Di. 03.02.2026, 18:15 Uhr, E312
Legend has it that when Charles W. Mills asked Jürgen Habermas why he did not work on race, Habermas replied: “Because I’m not a Nazi?” The talk argues that this exchange reflects sociolinguistic variation in how morally charged terms travel across languages: while “Rasse” in German is widely heard as morally tainted, “race” in the United States is an ordinary term for analysis, critique, and even solidarity.
On the account I will propose, what unsettles many German speakers is less the concept than the kind of speaker “Rasse”is taken to signal and the worldview attributed to its use.
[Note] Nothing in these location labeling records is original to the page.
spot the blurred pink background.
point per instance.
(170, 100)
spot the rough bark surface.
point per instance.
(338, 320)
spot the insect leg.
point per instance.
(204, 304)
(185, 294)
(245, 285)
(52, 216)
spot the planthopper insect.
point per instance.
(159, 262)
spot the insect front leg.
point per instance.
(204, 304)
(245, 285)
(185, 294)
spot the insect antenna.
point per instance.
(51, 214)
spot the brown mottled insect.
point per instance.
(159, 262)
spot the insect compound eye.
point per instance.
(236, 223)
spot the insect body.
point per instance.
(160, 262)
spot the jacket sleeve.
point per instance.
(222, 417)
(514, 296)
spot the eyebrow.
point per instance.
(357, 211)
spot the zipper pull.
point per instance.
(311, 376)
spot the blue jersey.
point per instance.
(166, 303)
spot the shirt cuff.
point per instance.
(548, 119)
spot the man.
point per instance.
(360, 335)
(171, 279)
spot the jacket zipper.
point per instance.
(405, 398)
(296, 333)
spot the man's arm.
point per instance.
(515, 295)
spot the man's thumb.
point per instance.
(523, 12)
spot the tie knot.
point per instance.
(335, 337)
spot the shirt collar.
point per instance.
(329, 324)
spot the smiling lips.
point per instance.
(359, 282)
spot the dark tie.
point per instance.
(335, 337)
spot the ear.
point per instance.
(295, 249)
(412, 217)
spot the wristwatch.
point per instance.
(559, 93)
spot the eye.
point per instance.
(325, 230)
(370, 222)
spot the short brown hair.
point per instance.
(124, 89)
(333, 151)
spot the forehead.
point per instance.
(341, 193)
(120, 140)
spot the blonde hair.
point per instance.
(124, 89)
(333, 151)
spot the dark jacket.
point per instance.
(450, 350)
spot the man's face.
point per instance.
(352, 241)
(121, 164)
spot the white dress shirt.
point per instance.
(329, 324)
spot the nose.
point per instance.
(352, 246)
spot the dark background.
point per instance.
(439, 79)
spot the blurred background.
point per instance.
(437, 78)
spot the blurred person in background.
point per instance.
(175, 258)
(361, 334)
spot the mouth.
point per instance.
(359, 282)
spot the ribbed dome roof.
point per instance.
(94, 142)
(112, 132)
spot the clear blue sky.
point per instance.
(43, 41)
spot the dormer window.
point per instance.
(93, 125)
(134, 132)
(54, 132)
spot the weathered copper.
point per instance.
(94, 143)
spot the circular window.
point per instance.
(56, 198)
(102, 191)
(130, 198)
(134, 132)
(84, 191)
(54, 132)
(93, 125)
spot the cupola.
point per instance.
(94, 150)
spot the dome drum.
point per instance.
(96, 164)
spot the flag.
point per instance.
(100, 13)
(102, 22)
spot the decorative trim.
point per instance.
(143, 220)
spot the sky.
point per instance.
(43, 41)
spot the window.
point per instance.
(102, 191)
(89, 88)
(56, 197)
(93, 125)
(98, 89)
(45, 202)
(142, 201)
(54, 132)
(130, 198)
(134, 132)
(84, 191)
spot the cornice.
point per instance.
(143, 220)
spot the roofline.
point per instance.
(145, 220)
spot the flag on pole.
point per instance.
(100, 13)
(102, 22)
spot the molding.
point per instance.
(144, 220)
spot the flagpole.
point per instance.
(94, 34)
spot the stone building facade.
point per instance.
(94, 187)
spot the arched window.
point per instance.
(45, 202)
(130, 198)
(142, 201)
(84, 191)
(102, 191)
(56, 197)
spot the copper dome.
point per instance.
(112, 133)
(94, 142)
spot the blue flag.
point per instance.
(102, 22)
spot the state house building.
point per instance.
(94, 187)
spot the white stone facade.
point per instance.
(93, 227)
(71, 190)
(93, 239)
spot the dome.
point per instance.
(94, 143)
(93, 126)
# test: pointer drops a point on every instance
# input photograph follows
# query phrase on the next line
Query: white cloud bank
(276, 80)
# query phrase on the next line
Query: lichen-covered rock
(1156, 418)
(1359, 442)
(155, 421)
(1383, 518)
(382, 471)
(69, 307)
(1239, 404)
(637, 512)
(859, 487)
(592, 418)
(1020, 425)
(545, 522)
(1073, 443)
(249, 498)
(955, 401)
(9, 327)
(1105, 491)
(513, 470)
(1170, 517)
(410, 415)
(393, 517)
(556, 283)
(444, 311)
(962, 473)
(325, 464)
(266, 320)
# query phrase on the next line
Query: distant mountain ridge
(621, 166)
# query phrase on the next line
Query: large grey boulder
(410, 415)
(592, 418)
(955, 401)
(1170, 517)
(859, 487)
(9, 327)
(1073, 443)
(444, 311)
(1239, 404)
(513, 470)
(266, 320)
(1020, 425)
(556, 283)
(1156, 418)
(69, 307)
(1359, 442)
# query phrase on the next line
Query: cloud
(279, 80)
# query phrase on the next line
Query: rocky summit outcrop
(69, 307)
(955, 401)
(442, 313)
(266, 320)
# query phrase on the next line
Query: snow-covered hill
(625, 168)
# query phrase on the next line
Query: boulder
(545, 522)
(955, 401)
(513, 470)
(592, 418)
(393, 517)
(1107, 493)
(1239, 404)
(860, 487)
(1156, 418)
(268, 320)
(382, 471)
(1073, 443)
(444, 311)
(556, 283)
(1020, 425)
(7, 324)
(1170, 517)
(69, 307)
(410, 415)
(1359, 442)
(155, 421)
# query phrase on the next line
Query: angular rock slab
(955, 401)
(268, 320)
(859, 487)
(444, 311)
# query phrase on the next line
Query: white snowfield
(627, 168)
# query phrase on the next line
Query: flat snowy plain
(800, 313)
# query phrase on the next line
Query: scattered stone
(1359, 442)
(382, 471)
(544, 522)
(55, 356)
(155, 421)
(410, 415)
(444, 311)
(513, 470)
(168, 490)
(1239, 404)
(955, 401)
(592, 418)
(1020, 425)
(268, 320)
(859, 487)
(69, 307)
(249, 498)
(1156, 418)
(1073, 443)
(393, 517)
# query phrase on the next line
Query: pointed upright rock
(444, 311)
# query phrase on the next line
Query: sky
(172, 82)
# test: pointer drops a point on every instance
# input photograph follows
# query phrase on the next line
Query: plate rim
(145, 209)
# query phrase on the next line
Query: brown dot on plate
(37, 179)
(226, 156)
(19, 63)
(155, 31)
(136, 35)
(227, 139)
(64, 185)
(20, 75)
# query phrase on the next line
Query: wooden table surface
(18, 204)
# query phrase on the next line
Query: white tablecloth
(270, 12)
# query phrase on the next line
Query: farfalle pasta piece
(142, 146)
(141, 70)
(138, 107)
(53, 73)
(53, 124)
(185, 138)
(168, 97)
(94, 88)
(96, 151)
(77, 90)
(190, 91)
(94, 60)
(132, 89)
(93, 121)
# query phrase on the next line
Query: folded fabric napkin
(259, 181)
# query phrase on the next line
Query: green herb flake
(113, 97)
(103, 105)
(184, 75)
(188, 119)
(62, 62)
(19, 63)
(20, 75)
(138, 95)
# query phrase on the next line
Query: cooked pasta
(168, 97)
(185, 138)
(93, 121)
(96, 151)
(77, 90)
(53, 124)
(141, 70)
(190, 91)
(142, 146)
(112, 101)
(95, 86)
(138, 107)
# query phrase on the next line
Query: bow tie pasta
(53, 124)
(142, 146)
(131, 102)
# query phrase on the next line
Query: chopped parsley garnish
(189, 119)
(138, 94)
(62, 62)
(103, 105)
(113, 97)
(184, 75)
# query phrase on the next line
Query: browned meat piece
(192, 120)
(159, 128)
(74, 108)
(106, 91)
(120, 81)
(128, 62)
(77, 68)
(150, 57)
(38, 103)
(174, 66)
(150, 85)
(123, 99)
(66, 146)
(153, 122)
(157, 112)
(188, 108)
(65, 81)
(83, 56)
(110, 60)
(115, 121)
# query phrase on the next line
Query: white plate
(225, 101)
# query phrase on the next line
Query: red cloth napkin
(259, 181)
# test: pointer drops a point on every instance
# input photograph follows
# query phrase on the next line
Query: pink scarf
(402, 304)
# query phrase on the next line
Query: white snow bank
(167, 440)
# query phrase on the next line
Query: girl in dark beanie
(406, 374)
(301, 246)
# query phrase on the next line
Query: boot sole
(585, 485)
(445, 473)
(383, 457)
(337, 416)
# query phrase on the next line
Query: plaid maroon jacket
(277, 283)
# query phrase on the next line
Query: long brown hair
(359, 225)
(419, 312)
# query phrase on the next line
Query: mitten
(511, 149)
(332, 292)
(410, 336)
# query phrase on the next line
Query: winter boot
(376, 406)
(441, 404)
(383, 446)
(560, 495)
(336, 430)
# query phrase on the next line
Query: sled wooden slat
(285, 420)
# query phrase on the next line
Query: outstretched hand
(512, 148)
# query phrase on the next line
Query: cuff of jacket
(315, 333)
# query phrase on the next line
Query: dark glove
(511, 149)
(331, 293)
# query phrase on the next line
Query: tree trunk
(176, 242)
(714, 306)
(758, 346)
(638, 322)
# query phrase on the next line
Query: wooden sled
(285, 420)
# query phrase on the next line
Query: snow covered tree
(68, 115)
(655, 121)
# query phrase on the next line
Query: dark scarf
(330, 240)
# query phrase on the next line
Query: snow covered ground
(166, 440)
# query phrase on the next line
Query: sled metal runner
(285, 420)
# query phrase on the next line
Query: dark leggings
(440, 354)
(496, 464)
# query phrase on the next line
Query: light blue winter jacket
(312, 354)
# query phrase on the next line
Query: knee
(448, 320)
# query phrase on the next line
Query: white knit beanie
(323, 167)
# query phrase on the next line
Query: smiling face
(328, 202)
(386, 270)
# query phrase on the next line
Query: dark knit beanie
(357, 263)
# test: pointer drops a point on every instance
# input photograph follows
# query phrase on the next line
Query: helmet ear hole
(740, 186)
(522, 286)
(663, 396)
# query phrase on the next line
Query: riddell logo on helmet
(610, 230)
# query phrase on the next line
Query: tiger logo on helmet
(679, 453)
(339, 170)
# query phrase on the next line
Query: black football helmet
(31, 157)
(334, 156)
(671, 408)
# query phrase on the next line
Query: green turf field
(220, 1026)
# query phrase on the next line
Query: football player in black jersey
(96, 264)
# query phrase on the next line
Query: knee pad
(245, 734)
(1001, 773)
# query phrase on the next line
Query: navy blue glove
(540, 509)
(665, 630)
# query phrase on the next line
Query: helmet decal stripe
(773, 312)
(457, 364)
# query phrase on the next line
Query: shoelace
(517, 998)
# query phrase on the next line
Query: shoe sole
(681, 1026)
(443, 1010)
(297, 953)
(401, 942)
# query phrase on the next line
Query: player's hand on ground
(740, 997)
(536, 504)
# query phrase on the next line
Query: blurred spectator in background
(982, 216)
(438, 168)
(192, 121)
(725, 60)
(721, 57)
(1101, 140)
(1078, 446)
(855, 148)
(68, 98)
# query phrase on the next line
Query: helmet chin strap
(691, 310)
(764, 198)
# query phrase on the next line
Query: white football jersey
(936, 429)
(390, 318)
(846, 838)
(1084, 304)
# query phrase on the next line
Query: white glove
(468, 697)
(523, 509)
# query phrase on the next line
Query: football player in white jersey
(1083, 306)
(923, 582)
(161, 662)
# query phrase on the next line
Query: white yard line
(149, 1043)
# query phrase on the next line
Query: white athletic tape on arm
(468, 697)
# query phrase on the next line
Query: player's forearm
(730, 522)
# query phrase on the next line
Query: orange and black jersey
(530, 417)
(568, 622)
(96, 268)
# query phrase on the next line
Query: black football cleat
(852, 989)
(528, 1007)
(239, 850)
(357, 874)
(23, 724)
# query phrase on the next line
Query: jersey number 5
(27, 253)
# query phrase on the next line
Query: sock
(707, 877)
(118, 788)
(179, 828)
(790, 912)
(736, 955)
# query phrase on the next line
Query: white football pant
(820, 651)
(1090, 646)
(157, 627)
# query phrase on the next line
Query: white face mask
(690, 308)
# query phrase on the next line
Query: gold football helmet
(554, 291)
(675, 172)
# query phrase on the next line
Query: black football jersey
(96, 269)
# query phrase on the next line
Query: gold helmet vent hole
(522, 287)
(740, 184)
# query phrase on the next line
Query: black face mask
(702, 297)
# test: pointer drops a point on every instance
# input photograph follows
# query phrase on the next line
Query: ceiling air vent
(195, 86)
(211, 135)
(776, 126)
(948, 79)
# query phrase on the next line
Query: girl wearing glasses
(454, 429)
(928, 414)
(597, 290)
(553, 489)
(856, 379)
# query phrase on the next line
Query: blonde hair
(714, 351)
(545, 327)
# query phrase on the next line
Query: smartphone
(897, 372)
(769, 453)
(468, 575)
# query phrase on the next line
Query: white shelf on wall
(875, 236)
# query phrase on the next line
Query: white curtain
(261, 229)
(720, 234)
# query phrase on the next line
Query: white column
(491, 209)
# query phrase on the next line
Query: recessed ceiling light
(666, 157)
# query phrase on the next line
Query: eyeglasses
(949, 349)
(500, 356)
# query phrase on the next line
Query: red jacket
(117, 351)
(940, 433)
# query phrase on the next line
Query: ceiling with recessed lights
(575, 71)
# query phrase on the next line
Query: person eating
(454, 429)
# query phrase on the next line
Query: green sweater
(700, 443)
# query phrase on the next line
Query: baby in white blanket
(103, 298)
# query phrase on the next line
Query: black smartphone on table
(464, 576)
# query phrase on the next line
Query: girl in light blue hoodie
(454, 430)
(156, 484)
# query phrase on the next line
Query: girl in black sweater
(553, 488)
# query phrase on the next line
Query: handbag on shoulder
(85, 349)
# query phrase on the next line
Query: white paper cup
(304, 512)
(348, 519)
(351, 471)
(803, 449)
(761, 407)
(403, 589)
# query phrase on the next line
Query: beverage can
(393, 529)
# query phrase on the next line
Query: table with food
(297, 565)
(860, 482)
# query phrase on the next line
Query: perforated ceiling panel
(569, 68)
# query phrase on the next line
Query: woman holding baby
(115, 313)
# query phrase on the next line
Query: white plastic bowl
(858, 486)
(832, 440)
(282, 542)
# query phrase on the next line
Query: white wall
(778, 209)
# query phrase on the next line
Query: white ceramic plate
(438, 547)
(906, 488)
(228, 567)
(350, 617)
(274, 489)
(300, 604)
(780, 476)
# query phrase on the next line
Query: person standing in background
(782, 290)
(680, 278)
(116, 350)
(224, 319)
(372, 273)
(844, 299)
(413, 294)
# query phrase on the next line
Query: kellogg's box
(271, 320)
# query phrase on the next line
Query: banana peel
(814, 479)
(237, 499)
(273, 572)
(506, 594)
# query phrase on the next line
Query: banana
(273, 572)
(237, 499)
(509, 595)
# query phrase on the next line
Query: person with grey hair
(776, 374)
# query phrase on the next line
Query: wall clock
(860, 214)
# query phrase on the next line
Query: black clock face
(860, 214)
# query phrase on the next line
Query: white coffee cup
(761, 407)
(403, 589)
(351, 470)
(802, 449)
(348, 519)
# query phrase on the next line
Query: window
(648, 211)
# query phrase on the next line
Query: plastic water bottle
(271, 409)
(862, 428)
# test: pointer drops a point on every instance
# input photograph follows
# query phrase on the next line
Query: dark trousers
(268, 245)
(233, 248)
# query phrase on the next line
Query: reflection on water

Building on work on slurs, I argue that race terms can convey speaker-directed metadata despite lacking derogatory lexical meaning and, against semantic accounts that treat “Rasse” as encoding racialist commitments, trace cross-linguistic differences to expectations about typical users.
A series of experiments shows that Germans and U.S. Americans draw sharply opposed inferences about a speaker’s political and moral commitments even where existential presuppositions are suspended – suggesting that social rather than semantic meaning drives these judgements. This helps explain the broader cross-linguistic divergence in race talk exemplified by the Mills–Habermas exchange, driven by German Angst over “Rasse” and the urge to disaffiliate from its presumed users.